On the morning when the United Kingdom and the world is reeling from the shocking and implication-heavy Brexit vote, Trump is in Scotland (a) fundamentally misunderstanding how people in Scotland feel about it all; (b) acting as if the event has no bearing on the world or foreign relations; and (c) talking about how, whatever this amounts to, all of this financial and political turmoil will be great for his golf resort.

Take that for what you will, but I’ll look at it optimistically. I mean, that Trump is manifestly unqualified and unsuitable for the office of the Presidency is something most people already agree on. Kudos to him, however, for continuing to make that case in an effort win over the remaining holdouts with respect to that point.

In other news, we do have some baseball-related Trump stuff. Yesterday the Washington Post produced a huge feature on Trump the man and Trump the boy. Part of that involved his youth baseball prowess, which has been said by many to have been pretty considerable. So considerable that the sixth graders in 1950s New York were giving him the David Ortiz treatment:

By sixth grade, Donald’s power as a right-handed hitter was enough that fielders shifted to left field when he batted. “If he had hit the ball to right, he could’ve had a home run because no one was there,” said Nicholas Kass, a schoolmate. “But he always wanted to hit the ball through people. He wanted to overpower them.”

My feelings about Trump notwithstanding, I’m with The Young Donald here. Shifts take away singles, not dingers and doubles to the gap. Maybe you try to push one past the pitcher and over toward second base to keep them honest on occasion, but play your game, not theirs. Hit the ball over the head of the shifted defense and tell them where to stick that noise.
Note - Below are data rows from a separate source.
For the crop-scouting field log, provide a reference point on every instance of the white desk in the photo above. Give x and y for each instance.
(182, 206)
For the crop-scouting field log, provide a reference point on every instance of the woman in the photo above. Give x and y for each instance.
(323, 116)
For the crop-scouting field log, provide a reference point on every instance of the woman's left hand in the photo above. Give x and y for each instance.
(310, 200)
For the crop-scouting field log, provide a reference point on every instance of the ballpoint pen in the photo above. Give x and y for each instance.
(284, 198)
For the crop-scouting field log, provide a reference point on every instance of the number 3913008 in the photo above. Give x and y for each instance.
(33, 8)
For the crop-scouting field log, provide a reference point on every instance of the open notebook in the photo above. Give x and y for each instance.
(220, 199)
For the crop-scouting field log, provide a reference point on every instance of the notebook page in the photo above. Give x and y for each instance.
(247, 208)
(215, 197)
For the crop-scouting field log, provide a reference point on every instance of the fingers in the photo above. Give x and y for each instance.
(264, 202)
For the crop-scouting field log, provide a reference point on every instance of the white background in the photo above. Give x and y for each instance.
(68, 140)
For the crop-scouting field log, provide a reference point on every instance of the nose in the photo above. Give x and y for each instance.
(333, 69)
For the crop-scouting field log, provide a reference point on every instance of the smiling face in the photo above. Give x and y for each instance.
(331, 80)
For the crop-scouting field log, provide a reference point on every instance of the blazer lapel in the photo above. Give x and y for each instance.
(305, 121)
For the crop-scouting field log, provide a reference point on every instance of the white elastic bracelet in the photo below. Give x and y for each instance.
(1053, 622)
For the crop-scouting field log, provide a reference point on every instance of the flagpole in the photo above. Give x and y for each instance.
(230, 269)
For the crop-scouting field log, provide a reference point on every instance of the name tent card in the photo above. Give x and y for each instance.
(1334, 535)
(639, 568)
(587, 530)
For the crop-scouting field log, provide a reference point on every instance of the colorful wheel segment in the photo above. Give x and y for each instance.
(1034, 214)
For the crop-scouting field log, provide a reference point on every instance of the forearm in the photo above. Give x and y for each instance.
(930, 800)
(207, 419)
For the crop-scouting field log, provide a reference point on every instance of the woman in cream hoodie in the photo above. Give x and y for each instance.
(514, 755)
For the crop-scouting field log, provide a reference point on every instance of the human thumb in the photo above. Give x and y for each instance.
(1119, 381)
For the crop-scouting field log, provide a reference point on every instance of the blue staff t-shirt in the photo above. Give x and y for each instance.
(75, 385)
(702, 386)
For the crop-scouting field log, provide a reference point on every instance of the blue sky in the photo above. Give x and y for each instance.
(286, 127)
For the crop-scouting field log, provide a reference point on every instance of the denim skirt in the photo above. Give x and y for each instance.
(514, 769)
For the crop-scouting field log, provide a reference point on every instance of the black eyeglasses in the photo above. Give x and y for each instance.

Not that everything he did in baseball was laudable:

A catcher, Trump’s uniform was often the dirtiest on the field, and he shrugged off foul balls clanging off his mask. After once making an out, Donald smashed neighbor Jeff Bier’s Adirondack bat on the pavement. The bat cracked, Bier said, but Trump did not apologize.

I can imagine a 12 year-old Trump promising that he’d break Jeff Bier’s bat and make HIM pay for it, all to the whooping of an adoring crowd. When asked why he’d do that, he’d point to his batting average, say that he was very successful and that should be enough of a justification for anything he says and does.